Please take a moment to remind yourself that different people are in different situations and have different social and technical constraints influencing their decisionmaking, and that people can come to different conclusions from your own for reasons other than incompetence and ignorance. I am sure you are a very smart and effective person, but that doesn't mean that you know what is best for every person in every situation.
That is, in fact, my whole point. There are multiple ways to use your tools--don't assume that people who prefer to use things a different way are ignorant. We completely agree. My challenge is to the frequency at which there is actual need to limit the allowed workflows as a result of different preferences. In other words, let there be a diversity of workflows and deal with it.

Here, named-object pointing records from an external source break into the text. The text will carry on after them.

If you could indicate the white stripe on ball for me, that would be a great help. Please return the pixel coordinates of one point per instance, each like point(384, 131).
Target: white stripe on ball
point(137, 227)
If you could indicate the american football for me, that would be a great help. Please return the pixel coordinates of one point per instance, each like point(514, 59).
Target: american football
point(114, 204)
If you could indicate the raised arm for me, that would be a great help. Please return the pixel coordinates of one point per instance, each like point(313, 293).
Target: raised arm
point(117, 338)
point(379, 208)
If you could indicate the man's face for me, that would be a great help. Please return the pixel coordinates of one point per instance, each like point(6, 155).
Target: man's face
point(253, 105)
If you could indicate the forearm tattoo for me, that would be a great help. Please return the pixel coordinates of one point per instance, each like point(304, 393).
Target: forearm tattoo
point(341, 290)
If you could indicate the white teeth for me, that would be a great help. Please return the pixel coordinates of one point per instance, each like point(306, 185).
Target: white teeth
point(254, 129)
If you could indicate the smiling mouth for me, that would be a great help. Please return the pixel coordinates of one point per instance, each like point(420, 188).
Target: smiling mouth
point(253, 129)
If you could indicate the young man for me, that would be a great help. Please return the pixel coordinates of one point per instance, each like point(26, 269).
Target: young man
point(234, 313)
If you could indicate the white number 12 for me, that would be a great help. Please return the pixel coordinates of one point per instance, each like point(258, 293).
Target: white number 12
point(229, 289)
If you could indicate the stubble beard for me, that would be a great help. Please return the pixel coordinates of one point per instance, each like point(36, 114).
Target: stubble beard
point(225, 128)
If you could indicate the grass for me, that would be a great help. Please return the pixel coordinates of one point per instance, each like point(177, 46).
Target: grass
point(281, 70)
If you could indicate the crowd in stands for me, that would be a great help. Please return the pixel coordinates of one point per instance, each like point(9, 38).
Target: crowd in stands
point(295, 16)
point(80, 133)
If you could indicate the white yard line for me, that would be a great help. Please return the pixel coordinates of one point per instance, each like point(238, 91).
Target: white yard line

More often than not I've seen such limits used to "reign in" "misbehaving" engineers or because, as I've suggested, people sometimes don't know how to use a tool to its full capacity. Sometimes it's purely people wanting to force their preference on others. I've had to walk senior engineers through (or just manually clean up when they clearly have no idea how git works) branches that people royally mess up because they merged something in 8 different ways because some other person told them rewriting history is evil or some previous organization taught them to only push merge commits to PRs or protected all branches or something...
There can both be organizations that need to enforce policy to make their business successful and people that don't really understand the full gamut of what's possible with a tool and restrict workflows to stuff they understand. I don't think I equivocated the two. I simply expressed frustration from all the times I've anecdotally encountered people to aren't fluent with git making decisions for others who are fluent with git on how git should be applied.